The data described here provides statistical evidence of the ability of NDIS-2022 site leads and fieldworkers to perform anthropometric measurements reliably. The use of consistent training materials, standardised measurement protocols, and identical brand-new equipment across all study sites further contributes to anthropometric data quality. Additionally, this study reports the first South African reliability data for adult CC measurement. This study, alongside the publicly available training materials, paves the way for consistent quality standards for anthropometry in future large-scale South African studies, thus contributing to harmonisation and comparability of data over time and across different settings.
Some limitations must be acknowledged. First, we did not assess measurement accuracy (i.e. how closely the measured values approximate the true value). Obtaining true "gold standard" anthropometric measurements requires highly trained and accredited anthropometrists, which were unavailable in this setting. Careful equipment selection with daily verification checks should minimise equipment-related errors, but systematic errors due to suboptimal measurement technique cannot be ruled out. Finally, limited numbers of trainees and volunteers in some provinces and age groups increase statistical volatility. The pooling of data from all sites allowed for meaningful statistical analyses but may have obscured some inter-site differences.

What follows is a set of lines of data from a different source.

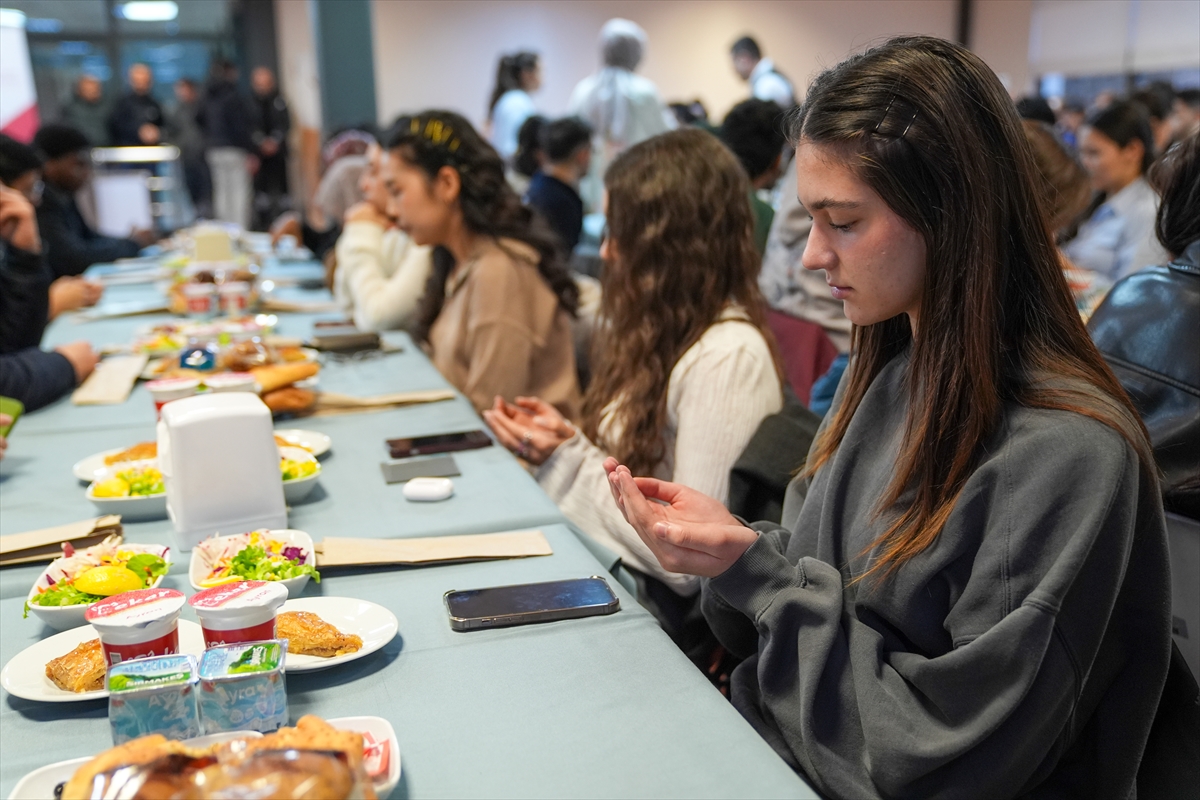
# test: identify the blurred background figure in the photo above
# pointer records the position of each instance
(1119, 236)
(622, 107)
(766, 82)
(88, 110)
(754, 131)
(517, 77)
(228, 121)
(137, 116)
(184, 131)
(270, 136)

In line with international recommendations (1, 10, 19), standardised anthropometric training and reliability assessment should precede any large nutrition survey. This increases confidence in the study results (or, conversely, highlights limitations to consider when interpreting the data). Our experience suggests that two days of training are likely insufficient for fieldworkers with no previous anthropometry experience, and more time should be allotted, particularly for hands-on practice. Adding a pre-training assessment of measurement skills would provide evidence of training effectiveness and allow for refinement of the training approach based on trainees' strengths and challenge areas. During data collection, ongoing reliability assessment must be incorporated to ensure that data quality is maintained. Finally, statistical evidence of anthropometric data quality should be reported in detail alongside the main study results. For child anthropometry, the guidelines set out by the WHO (10) should be followed, and calculation of the composite index of anthropometric data quality described by Perumal et al (1) is recommended. Communication of data quality (or the absence thereof), as well as steps taken to identify and manage errors, are prerequisites for ethical and transparent science communication and essential for continued trust in science (30). This empowers both researchers (by allowing re-analyses of existing data, knowledge synthesis, and study reproduction) and policymakers (by allowing meaningful longitudinal monitoring of population trends) (30).